Forming a business partnership is usually tax-free. Of course, this is tax law, so you must meet the basic requirements for a tax-free formation, and you need to avoid the situations that cause you to owe taxes on the transfer of property.
Requirements to Qualify
To qualify for tax-free creation of a partnership, you must exchange property for a partnership interest.
Overall, the partnership rules are extremely flexible: they provide for tax-free transfers whether forming a new partnership or bringing a new partner into an existing partnership, regardless of the size of the partnership interest received.
Partnership Interest Exchanged for Services Is Taxable
If you exchange services for a partnership interest, you recognize income equal to the value of the partnership interest received.
Tax Consequences of Property Transfer
If you transfer property for a partnership interest, the following occurs:
- You recognize neither gain nor loss upon transfer.
- Your basis in the partnership interest is the adjusted basis of the property transferred plus cash contributed.
- Your capital account (which is a measure of your economic investment in the partnership) is the fair market value of the cash and property contributed.
- Your holding period in the partnership interest includes the holding period during which you held the property you transferred, if that property was a capital asset or a Section 1231 property in your hands.
The following apply to the partnership:
- The partnership recognizes neither gain nor loss when it receives cash or property from a partner.
- The partnership’s basis in the property received is its adjusted basis.
- The partnership’s holding period in the property includes your holding period.
Can You Owe Taxes?
Yes, in a few situations:
Boot.
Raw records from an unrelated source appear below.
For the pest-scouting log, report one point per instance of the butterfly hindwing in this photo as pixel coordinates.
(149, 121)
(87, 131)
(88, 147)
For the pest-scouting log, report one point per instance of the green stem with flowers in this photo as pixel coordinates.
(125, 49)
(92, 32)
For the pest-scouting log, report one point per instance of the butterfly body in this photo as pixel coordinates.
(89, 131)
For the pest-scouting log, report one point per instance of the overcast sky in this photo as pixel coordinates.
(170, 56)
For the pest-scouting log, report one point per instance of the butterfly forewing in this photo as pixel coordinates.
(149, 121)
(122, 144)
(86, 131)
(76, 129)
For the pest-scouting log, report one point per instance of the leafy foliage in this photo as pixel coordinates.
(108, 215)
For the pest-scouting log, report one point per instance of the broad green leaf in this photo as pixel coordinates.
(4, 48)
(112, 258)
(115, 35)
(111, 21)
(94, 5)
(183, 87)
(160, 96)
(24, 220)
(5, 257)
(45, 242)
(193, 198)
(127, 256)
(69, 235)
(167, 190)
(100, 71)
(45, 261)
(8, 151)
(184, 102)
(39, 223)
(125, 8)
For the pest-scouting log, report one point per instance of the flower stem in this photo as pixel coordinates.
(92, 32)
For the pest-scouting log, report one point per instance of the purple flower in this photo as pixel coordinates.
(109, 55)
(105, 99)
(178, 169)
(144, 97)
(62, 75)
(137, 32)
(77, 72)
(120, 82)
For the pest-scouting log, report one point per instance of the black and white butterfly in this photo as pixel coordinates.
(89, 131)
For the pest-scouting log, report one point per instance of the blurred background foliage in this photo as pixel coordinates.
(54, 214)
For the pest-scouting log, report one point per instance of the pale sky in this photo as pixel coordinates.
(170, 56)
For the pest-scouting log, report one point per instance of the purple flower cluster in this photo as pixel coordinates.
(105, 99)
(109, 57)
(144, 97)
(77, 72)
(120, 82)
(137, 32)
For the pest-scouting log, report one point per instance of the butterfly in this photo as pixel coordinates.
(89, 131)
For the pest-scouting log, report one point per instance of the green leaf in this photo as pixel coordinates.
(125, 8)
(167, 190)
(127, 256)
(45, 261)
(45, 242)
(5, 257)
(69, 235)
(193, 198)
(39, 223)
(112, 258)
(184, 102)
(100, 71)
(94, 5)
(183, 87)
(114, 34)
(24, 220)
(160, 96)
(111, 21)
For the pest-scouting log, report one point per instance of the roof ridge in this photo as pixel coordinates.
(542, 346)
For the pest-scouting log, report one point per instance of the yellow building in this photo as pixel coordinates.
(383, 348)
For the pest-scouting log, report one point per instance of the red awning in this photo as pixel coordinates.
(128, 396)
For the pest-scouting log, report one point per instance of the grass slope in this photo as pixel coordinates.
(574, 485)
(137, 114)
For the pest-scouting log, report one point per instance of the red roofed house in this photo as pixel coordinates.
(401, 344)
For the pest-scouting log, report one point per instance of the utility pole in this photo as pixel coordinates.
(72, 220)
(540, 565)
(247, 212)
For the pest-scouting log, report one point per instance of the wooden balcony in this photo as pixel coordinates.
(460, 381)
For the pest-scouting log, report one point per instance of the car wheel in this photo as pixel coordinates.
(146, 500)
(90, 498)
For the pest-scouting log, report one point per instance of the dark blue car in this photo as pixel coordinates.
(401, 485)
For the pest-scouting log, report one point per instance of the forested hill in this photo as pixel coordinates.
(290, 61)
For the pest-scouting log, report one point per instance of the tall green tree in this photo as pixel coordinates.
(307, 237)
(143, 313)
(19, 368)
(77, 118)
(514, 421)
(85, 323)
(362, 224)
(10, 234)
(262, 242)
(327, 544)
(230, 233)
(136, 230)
There’s no provision in the tax code for you to receive cash and/or property from the partnership in the transaction (also known as “boot”). So, if you receive boot in a transfer of property to a partnership, you will have a taxable transfer.
Transfer of debt. Your basis in your partnership interest cannot be less than $0. Any event (such as the transfer of debt to a partnership) that would reduce your basis in your partnership interest below $0 creates taxable income to the extent it exceeds your basis.
Avoid tax-generating headaches by adhering to the following practices:
- Don’t receive a partnership interest in exchange for services to the partnership.
- Don’t receive “boot” when exchanging cash and/or property for a partnership interest.
- If you transfer debt to a partnership, be sure you have sufficient basis in your partnership interest to avoid having to recognize taxable income.
- Don’t engage in subsequent transactions that could lead to a disguised sale reclassification.